I gotta turnt this shit called life uppp. It’s December 22nd. Several people I know have their last day of work today.
Boy oh boy…I thought it would be as easy as getting a blog, becoming the best communicator, and telling you my story. The story is still in session! but that’s not the only reason I am having a problem telling it. There is just so much to say. When one writes a book…they have the opportunity to do a better thing than I am doing with this blog, and for that reason I know my first book is coming soon. My life feels like it doesn’t fit me right now. I am much bigger than my body is giving me credit for, yet I appear smaller than the work I put in, at least these days. Soon things will equalize. I spend so much time thinking about women! and it’s driving me crazy. I don’t like it. Just ran across this red-headed vegan girl on ig. She took a photo outside Trieste and so I just followed that back to her profile, and within seconds I get that whiff of youth; something I missed, drinking, drinking away the days and nights. I learned a lot…but not about the same things as everyone else. Sure, my money is going to be right, but will I live to slide around LA with a lover, cloaked by the innocent guise of youth? Probably not. Eh. Maybe, actually. Have you ever heard of Neil Cassidy? lol [and let’s get real, I’m only 27].

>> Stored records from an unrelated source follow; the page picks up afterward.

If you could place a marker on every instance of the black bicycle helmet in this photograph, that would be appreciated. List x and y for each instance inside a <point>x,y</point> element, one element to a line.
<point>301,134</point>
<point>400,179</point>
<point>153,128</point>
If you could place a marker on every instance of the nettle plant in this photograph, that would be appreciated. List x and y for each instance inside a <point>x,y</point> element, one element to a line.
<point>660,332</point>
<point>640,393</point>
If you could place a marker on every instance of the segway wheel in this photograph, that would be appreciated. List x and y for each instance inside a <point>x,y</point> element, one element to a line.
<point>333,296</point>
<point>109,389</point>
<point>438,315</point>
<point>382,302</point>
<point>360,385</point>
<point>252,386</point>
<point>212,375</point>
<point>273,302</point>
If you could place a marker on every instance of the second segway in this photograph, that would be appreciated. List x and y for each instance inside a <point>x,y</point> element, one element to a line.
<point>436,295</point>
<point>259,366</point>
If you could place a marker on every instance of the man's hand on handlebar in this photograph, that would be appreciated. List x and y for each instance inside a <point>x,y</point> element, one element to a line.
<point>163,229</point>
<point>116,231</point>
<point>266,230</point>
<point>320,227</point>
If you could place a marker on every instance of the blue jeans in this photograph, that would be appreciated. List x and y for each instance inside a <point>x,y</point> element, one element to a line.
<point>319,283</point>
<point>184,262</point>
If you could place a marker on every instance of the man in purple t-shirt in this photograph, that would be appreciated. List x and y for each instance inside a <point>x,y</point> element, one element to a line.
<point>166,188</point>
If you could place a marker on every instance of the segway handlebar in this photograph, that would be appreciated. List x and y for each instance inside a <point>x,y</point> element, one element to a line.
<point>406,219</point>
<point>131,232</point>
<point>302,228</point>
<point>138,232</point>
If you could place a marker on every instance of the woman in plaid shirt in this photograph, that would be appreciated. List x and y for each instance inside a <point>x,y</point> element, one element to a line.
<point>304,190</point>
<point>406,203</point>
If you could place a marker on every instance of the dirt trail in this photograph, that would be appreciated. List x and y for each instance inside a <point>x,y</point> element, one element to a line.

I am thinking of wrapping things up here and walking to Starbucks…yeah, that’s what I’m gonna do. AND when I get there I am going to publish this and then do some more writing and then do some more publishing. I’m a little nervous. I write about so many girls…I am starting to worry i’m going to end up fucking up the possiblity of love with my lust-spam. Nevertheless, I must do what I must do. I walk like a pimp, talk like a mac. I’m not sorry.

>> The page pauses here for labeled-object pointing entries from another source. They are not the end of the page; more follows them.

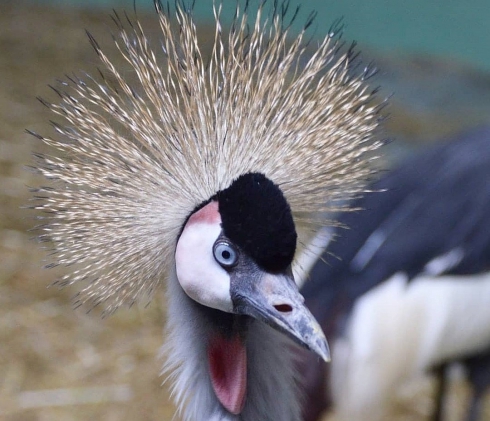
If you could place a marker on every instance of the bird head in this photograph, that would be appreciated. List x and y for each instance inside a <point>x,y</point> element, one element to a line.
<point>235,255</point>
<point>203,167</point>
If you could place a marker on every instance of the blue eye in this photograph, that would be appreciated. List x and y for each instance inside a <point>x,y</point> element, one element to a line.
<point>225,254</point>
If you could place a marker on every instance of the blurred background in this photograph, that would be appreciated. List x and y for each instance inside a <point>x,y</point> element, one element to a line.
<point>57,363</point>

P.S. the time is 5:22 in the morning and I am writing this to you via talk-to-text in the break room of my work. It is the day before Christmas Eve. I meant to post this, and I do not know how I failed. None the less you receive it today. And I have the next 6 days off work so expect to receive a lot more. I am realizing how important it is to publish my writing, rather than simply writing a lot. That’s 2020 vision.